En su terquedad, nuestros dirigentes continúan confusos sobre quienes son los verdaderos enemigos, haciendo con ello que estadounidenses se enfrenten a estadounidenses en una guerra civil de corazones y mentes.

Nuestro gobierno ha llevado por tres décadas la guerra antidroga con una retórica elevada, esgrimiendo sus armas en escaramuzas contra una perpetua señuela: el suministro de drogas… en vez de atacar al verdadero enemigo: la demanda de drogas.

Cuatro presidentes han nombrado sus “zares antidroga” para salvaguardar al país de este vicio devastador. Zares sin clarividencia, desde un auto-ungido moralista, que para muchos no era tal, a militares de alto rango y dudosa experiencia. Durante este tiempo, decenas de miles de millones de dólares ni disminuyeron el suministro de drogas, ni la demanda por ellas.

¡Y eso que nos consideramos expertos en libres mercados!

Mejor que nos olvidemos de otro emperador, rey o zar moralista. Nuestro gobierno debe reconocer, y hacer público, que el enemigo en la lucha antidroga es la demanda y no el suministro. Y atacar a esa demanda con suficientes recursos para diezmarla, y diezmarla de nuevo con un programa multifacético de educación, rehabilitación y apropiada aplicación punitiva. A corto plazo, los fondos ahorrados por no tener que albergar una colonia penal gigantesca que las drogas han creado, podrían hasta sufragar los gastos de un programa en curso que mantuviera al país razonablemente libre de drogas.

En cuanto a la guerra contra el Terrorismo… no les vendría mal a nuestros dirigentes saber por que somos blancos del terrorismo.
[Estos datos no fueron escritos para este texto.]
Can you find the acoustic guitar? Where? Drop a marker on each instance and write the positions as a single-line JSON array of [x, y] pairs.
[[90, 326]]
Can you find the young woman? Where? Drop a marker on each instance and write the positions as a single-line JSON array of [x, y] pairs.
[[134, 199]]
Sin grandes esfuerzos investigativos descubrirían el porqué del odio… odio, y no envidia. A menos que prefiramos continuar con vendas en los ojos, o en negación continua, la respuesta es clara: nuestra política exterior no es imparcial, no importa como la defendamos o racionalicemos.
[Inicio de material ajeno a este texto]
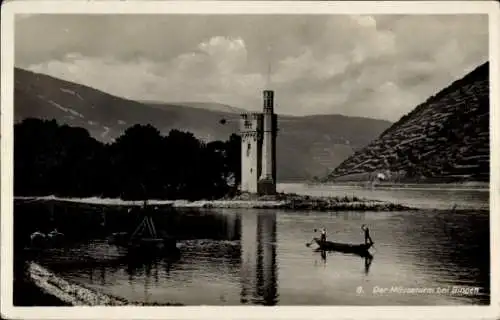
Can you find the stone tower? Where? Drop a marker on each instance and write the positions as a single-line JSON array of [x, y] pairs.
[[267, 180], [258, 149]]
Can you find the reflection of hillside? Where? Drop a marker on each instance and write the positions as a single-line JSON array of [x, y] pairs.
[[258, 258], [454, 246]]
Si los dirigentes estadounidenses insisten en mantener una postura farisaica, deben también estar dispuestos a aceptar la censura internacional. Y si los ciudadanos votan a dirigentes que abogan por políticas de hegemonía y acción unilateral, tratamiento prejuicioso hacia pueblos y naciones, y abiertamente declaran a EEUU por encima de la ley internacional… entonces debemos estar dispuestos a pagar las consecuencias.
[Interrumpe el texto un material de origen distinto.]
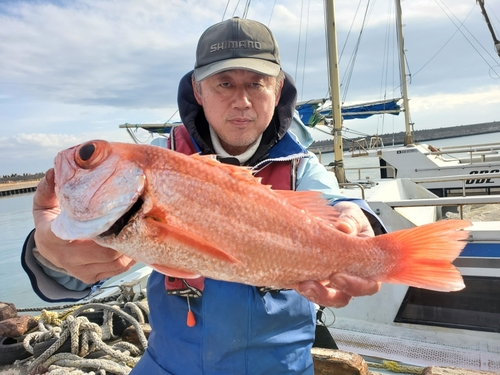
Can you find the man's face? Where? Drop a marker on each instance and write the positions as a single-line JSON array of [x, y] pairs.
[[239, 105]]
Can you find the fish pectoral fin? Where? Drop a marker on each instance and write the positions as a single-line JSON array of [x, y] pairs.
[[192, 241], [312, 202]]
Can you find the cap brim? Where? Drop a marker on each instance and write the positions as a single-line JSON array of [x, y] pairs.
[[265, 67]]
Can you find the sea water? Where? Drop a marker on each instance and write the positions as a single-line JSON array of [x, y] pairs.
[[16, 222]]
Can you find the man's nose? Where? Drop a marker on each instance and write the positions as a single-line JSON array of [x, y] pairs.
[[241, 98]]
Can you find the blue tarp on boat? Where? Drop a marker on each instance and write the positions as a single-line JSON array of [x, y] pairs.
[[311, 112]]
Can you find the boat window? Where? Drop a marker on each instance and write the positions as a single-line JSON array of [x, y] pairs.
[[477, 307]]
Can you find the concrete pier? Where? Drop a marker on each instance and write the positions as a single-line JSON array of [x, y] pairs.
[[17, 188]]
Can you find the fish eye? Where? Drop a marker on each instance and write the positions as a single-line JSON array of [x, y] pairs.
[[87, 151], [91, 154]]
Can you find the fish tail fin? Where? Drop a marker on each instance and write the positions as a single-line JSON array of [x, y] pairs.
[[427, 253]]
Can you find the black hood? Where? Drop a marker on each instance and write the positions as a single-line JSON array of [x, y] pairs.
[[193, 118]]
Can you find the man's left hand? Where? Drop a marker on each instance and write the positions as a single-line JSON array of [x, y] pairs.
[[339, 290]]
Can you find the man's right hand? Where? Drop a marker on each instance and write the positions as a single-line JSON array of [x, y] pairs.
[[85, 260]]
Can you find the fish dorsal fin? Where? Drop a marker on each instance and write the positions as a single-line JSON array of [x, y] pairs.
[[238, 172], [312, 202]]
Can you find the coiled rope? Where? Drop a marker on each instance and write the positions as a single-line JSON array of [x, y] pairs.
[[86, 338]]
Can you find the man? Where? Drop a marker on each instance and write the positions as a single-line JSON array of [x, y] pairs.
[[238, 104]]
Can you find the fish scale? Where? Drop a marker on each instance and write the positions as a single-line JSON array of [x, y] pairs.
[[191, 215]]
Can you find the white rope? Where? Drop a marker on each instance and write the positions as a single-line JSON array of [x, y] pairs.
[[86, 338]]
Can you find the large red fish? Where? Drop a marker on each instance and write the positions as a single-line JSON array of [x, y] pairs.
[[191, 215]]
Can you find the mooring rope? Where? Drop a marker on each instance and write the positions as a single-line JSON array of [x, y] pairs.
[[85, 338]]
Si tan solo la administración en Washington tuviera la sensatez de hacer una pausa, ver su comportamiento y optar por lo que es mejor para el país, para todos, el identificar al enemigo sería cosa fácil. Quizás el 2004 traiga esa sensatez y cambie algunas mentes, y algunos corazones. Por lo menos nos traerá importantes elecciones… dándonos una oportunidad de purificación, de renovación humana.

Entretanto, recordemos a nuestros dirigentes, día tras día, quienes son los enemigos en estas dos guerras que estamos librando. Demanda es el enemigo en la guerra antidroga. Y una Política Exterior defectuosa es el enemigo principal en la guerra antiterrorista.